This is not a shy vinaigrette but still, there should be balance – you don’t want the attack of the vinegar too forceful or the aggression of the garlic to make anybody sit back uncomfortably. Equally, the black pepper needs to be ground to the right flake so that a customer does not end up with half a peppercorn lodged in her tooth, burning away.
Often, a couple teaspoons of cold water added at the end brings the whole package into shape – taste-wise and texture-wise. Because some batches of vinegar are mellower than others and because the size and force of garlic cloves vary adjust as needed by adding oil to calm it if it is too bright, adding a clove of microplaned garlic if it is too subtle, or adding a little water if it is too assertive in general.

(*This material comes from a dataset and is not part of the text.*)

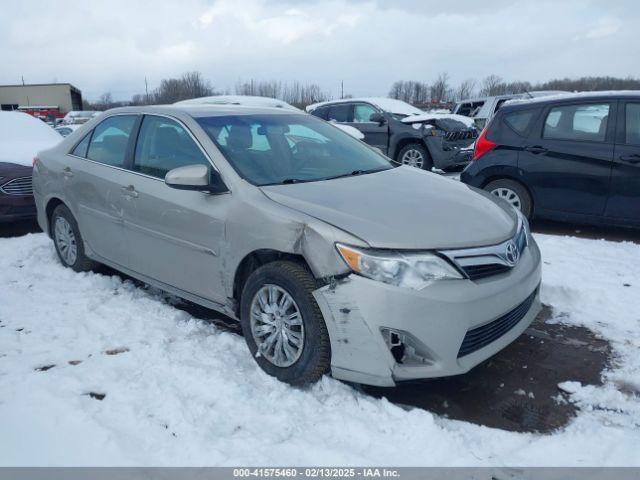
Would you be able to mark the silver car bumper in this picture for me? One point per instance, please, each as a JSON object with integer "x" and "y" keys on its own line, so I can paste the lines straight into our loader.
{"x": 430, "y": 324}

EVOO is too strong – use the 70% / 30% blended oil.
Keep ratio 4:1 oil to vinegar.
SOFT LETTUCES VINAIGRETTE
Well-washed Bibb, Red Leaf, or Little Gem lettuce. (Perky. Lively. Fresh. Seriously. Pay attention. I have seen some wilted crap come out of this kitchen).
Tear only once, by hand, and toss leaves in vinaigrette in stainless bowl before mounding into our wooden bowls to serve. This way you can see if you have properly dressed. Over sodden and the leaves can’t “stand up.”

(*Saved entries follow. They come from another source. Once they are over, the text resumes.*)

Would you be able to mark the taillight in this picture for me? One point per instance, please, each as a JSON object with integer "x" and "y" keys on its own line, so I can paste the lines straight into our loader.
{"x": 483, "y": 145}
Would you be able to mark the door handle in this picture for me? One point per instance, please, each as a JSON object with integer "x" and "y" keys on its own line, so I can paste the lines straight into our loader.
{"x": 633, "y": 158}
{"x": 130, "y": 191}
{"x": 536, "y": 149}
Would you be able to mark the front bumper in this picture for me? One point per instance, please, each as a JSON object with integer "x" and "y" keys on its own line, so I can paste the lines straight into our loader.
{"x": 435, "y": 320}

Reuse the same metal bowl for multiple order but be aware of the dressing that builds up in there and contributes to overdressing.
Change out your bowl every three orders.
Season with a final sprinkle of salt and few grinds of black pepper once in bowl – and rain from on high, both salt and pepper. Keep the portion serious – we want a real salad, not a garnish.